Prevention of cardiovascular events: In the cardiovascular events risk reduction study, the dose used was 20 mg daily.
Pediatric population: Pediatric use should only be carried out by specialists.
Children and adolescents 10 to 17 years of age (boys Tanner Stage II and above, and girls who are at least 1 year post-menarche): In children and adolescents with heterozygous familial hypercholesterolemia the usual start dose is 5 mg daily. The usual dose range is 5-20 mg orally once daily. Titration should be conducted according to the individual response and tolerability in pediatric patients, as recommended by the pediatric treatment recommendations. Children and adolescents should be placed on standard cholesterol-lowering diet before rosuvastatin treatment initiation; this diet should be continued during rosuvastatin treatment. Safety and efficacy of doses greater than 20 mg have not been studied in this population.

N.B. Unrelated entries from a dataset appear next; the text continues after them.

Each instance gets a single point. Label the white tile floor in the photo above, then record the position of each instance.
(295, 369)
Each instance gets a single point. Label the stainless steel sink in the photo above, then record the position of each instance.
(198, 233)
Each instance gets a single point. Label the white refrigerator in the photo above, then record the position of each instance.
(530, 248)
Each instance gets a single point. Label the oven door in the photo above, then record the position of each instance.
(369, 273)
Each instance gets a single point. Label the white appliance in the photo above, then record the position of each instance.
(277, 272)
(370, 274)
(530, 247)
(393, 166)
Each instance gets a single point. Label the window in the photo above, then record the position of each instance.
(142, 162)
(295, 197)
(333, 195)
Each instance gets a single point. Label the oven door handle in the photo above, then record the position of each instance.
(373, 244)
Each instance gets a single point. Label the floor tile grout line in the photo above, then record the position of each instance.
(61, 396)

The 40 mg tablet is not suitable for use in pediatric patients.
Children younger than 10 years: Experience in children younger than 10 years is limited to a small number of children (aged between 8 and 10 years) with homozygous familial hypercholesterolemia. Therefore, Rosuvastatin is not recommended for use in children younger than 10 years.
Use in the elderly: A start dose of 5 mg is recommended in patients >70 years. No other dose adjustment is necessary in relation to age.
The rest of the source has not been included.